Injecting an immune checkpoint inhibitor for treatment of non-metastatic cancer shows promising results.
Immune checkpoint inhibitors have turned oncology upside down, but not for patients with early stage bladder cancer. Now, Western Australian researchers have succeeded in using a different mode of administration to bring the benefits a step closer, with fewer side-effects.
The Phase 1b trial, funded by the independent Australian and New Zealand Urogenital and Prostate Cancer Trials Group and the Spinnaker Health Research Foundation, showed that administering a target dose of durvalumab, a human monoclonal anti-PD-L1 antibody, via sub-urothelium injection to patients with localised bladder cancer was both safe and promising in terms of efficacy.
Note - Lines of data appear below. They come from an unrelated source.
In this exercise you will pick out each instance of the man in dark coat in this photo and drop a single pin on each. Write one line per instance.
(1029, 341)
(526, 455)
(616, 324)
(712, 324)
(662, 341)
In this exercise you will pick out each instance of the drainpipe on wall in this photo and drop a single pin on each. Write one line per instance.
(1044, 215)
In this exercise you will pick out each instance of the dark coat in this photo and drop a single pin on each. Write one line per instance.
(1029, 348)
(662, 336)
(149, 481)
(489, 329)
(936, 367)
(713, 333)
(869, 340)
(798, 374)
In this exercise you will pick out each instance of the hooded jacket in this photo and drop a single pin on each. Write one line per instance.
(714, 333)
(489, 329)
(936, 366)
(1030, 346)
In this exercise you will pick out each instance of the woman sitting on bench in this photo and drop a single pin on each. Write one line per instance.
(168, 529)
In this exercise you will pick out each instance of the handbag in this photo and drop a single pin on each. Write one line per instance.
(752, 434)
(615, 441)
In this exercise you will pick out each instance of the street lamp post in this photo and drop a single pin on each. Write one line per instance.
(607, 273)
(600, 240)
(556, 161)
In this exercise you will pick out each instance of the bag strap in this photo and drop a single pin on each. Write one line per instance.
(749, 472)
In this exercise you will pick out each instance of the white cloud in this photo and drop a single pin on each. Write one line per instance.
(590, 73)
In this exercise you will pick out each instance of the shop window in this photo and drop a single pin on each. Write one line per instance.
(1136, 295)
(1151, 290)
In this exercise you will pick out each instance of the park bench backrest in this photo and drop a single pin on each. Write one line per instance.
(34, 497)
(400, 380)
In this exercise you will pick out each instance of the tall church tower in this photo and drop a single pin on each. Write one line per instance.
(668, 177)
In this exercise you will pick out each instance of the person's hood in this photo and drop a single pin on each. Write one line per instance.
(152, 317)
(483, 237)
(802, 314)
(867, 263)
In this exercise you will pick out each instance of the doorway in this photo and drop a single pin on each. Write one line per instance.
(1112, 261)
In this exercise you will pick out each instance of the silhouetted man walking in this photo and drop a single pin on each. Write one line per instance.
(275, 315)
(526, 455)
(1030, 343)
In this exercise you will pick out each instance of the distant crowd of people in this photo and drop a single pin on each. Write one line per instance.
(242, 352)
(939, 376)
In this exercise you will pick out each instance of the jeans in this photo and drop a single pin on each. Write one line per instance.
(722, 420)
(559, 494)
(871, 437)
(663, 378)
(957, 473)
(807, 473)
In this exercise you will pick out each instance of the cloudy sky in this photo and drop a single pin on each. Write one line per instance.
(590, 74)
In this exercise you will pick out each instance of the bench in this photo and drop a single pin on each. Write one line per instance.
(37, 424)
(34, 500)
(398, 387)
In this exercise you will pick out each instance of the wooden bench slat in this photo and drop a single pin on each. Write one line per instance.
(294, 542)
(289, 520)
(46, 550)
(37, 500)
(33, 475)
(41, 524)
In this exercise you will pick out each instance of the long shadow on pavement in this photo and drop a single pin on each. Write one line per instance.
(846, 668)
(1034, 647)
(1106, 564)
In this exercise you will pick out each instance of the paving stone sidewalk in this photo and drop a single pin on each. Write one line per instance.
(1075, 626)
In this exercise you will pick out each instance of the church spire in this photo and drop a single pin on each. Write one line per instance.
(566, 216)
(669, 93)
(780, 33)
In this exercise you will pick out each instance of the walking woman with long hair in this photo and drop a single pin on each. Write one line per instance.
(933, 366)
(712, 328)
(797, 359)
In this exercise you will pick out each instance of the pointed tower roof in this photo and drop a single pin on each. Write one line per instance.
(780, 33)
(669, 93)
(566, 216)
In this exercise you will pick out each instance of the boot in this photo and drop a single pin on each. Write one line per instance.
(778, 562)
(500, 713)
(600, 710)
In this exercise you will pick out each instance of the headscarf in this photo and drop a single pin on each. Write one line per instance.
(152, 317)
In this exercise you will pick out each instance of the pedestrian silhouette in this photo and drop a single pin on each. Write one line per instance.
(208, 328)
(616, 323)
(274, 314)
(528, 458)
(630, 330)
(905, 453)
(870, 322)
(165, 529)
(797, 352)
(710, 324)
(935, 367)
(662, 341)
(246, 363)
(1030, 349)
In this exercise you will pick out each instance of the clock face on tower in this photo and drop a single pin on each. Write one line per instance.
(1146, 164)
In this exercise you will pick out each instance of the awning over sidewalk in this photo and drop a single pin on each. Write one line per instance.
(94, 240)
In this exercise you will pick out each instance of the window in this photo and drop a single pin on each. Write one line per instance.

“The pharmaceutical industry has been very focussed on checkpoint inhibitors in metastatic disease. But these drugs may be very effective earlier on in the disease, when there’s much greater benefit to patients. You can cure their cancer before it spreads or before they need their bladder removed,” the study chair, Professor Dickon Hayne from the University of Western Australia, told OR.
Immune checkpoint inhibitors are already used to treat metastatic bladder cancer. However, 75% of patients have non-muscle invasive bladder cancer (NMIBC) at diagnosis which then often recurs and progresses to muscle-invasive bladder cancer.
The trial involved 11 patients (10 male) who had high grade (Ta/T1) non-metastatic muscle-invasive bladder cancer or non-metastatic muscle-invasive bladder cancer, with no prior chemotherapy or immunotherapy (except Bacillus Calmette-Guerin treatment), and who were scheduled to have a radical cystectomy.
Two weeks before bladder removal, patients had a cystoscopy and bladder biopsies, followed by treatment with durvalumab via a sub-urothelial injection – a first – rather than systemically or through intravesical deliver. Just before bladder removal, they had another cystoscopy and more tumour biopsies.
Professor Hayne said it was “humbling” to see the altruism that drove participants to volunteer for the study when they were not personally going to benefit.
“They chose to have an extra cystoscopy, another procedure that they didn’t need to have, and an experimental treatment. They chose to take part, knowing that we might find something to help people in the future, and I think that’s pretty special,” he said.
The trial group decided that only 10% of the systemic dose was needed with sub-urothelial injection, with the first group given 25mg, the second 75mg and the last group given the target dose of 150mg.
“These drugs have a lot of immune-related side effects when they’re given systemically. In this study, we’ve physically looked inside the bladder with a camera and injected the drug around the bladder,” said Professor Hayne.
“The bladder is something like 1% of the total tissue volume of the body. We figured that if we could safely reach 10% of the systemic dose, that would be an order of magnitude more than would be getting to the bladder via a vein.”
The participants reported mainly grade 1 adverse events – nausea, dysuria, cough, pruritis and diarrhoea; and one grade 2 event – fatigue.
“None of them had any serious side effects or any immune-related adverse events,” said Professor Hayne.
While the study was not designed to find a direct effect on tumours, relative changes to immune cell populations were seen after the injections were given, specifically for CD163 (M2 macrophages).
“This is only a single administration of the drug, and we’ve already seen immune changes occurring with a much lower dose than the patient would have into a vein,” said Professor Hayne.
“The reason this was such an important first step is because we just didn’t know if it was safe, if you could do it, and whether there was any immune related effect at all. And we have, in this relatively small study, shown all of those things.”
The usual treatment for non-muscle invasive bladder cancer patients would be transurethral tumour resection and postoperative chemotherapy, followed by BCG treatment for high-grade tumours or carcinoma in situ. Those unresponsive to BCG are left with bladder removal.
Where an immune checkpoint inhibitor has been tried in NMIBC BCG-unresponsive patients, response has been short term and two-thirds had treatment-related adverse events. Toxicity has been lower in some small studies of intravesical delivery of immune checkpoint inhibitors, but efficacy has been lacking.
Injecting the drug into the bladder was “a very pragmatic approach,” and while other methods, like using a catheter, were being trialled, sub-urothelial injection was more likely to succeed, said Professor Hayne.
Checkpoint inhibitors have large molecules which may not penetrate the urothelium, which is after all there to prevent absorption, and that’s where sub-urothelial injection has the advantage, Professor Hayne explained.
In addition, the injection can be done under local anaesthetic, using the same skills currently required to inject Botox for overactive bladder.
There are two further trials planned. One, expected to open this year, is to see how well the drug is distributed around the bladder and whether it escapes the bladder. Once funding is secured, another will look at whether this treatment could help patients whose cancer recurred despite BCG treatment.
“There is a whole class of drugs that can be used that are effective against urothelial cancer, which may have a role,” said Professor Hayne.
“It really comes down to whether the pharmaceutical industry is going to grasp the nettle at this point.”